Tutorial 2: Build a simple chat application with Cortex Search¶

Introduction¶

This tutorial describes how to use Cortex Search and the COMPLETE (SNOWFLAKE.CORTEX) function to setup a Retrieval-Augmented Generation (RAG) chatbot in Snowflake.

What you will learn¶

Create a Cortex Search Service based on a dataset downloaded from Kaggle.
Create a Streamlit in Snowflake app that lets you query your Cortex Search Service.

Prerequisites¶

The following prerequisites are required to complete this tutorial:

You have a Snowflake account and user with a role that grants the necessary privileges to create a database, tables, virtual warehouse objects, Cortex Search services, and Streamlit apps.

Refer to the Snowflake in 20 minutes for instructions to meet these requirements.

Step 1: Setup¶

Getting the sample data¶

You will use a sample dataset hosted on Kaggle for this tutorial. The Books dataset is a collection of book name, title and descriptions. You can download the dataset from the following link:

The complete dataset can be found on Kaggle.

Note

In a non-tutorial setting, you would bring your own data, possibly already in a Snowflake table.

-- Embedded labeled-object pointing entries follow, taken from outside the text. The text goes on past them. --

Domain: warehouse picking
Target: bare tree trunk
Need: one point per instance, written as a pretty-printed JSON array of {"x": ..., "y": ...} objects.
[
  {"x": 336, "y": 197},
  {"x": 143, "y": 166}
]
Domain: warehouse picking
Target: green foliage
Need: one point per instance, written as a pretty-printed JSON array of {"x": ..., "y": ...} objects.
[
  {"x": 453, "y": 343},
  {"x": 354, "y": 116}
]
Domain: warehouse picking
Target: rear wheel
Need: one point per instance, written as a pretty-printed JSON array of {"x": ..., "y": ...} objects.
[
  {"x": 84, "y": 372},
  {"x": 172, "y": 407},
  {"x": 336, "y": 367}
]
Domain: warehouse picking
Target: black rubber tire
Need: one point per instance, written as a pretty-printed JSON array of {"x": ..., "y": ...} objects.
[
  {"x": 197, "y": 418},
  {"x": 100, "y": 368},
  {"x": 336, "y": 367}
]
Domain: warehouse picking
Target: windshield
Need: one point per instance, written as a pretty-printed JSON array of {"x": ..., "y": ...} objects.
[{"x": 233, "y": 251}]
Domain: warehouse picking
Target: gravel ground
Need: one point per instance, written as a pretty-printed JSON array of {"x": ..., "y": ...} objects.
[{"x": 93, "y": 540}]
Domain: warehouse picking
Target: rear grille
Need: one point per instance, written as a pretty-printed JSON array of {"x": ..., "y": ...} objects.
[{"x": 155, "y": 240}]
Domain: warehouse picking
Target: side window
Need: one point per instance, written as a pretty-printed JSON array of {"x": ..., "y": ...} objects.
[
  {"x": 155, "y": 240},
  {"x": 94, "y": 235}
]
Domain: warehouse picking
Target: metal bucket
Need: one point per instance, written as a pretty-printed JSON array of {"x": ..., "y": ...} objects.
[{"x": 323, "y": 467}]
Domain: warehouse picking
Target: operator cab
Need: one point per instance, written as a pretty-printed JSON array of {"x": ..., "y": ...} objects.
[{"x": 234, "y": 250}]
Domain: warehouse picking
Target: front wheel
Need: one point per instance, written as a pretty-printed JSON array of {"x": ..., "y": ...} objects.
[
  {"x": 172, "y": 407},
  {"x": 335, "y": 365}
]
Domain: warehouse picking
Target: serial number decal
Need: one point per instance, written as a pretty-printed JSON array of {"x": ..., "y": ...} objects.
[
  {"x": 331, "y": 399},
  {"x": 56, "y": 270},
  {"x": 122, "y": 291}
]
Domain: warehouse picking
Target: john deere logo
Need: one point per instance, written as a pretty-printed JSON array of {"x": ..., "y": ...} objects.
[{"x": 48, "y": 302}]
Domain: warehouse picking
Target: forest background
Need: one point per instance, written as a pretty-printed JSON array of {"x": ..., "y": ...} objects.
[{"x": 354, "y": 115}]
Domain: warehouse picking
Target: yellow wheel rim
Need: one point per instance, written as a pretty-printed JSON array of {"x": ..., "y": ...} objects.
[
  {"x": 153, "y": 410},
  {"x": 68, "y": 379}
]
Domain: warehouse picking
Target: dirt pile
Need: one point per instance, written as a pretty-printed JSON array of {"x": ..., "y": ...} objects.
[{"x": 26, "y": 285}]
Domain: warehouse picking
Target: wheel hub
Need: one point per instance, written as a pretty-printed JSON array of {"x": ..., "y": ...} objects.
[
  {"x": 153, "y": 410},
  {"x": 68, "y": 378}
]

Creating the database, schema, stage and warehouse¶

Run the following SQL code to set up the necessary database, schema, and warehouse:

CREATE DATABASE IF NOT EXISTS cortex_search_tutorial_db;

CREATE OR REPLACE WAREHOUSE cortex_search_tutorial_wh WITH
    WAREHOUSE_SIZE='X-SMALL'
    AUTO_SUSPEND = 120
    AUTO_RESUME = TRUE
    INITIALLY_SUSPENDED=TRUE;

USE WAREHOUSE cortex_search_tutorial_wh;

Copy

Note the following:

The CREATE DATABASE statement creates a database. The database automatically includes a schema named PUBLIC.
The CREATE WAREHOUSE statement creates an initially suspended warehouse.

Step 2: Load the data into Snowflake¶

First create a stage to store the files downloaded from Kaggle. This stage will hold the books dataset.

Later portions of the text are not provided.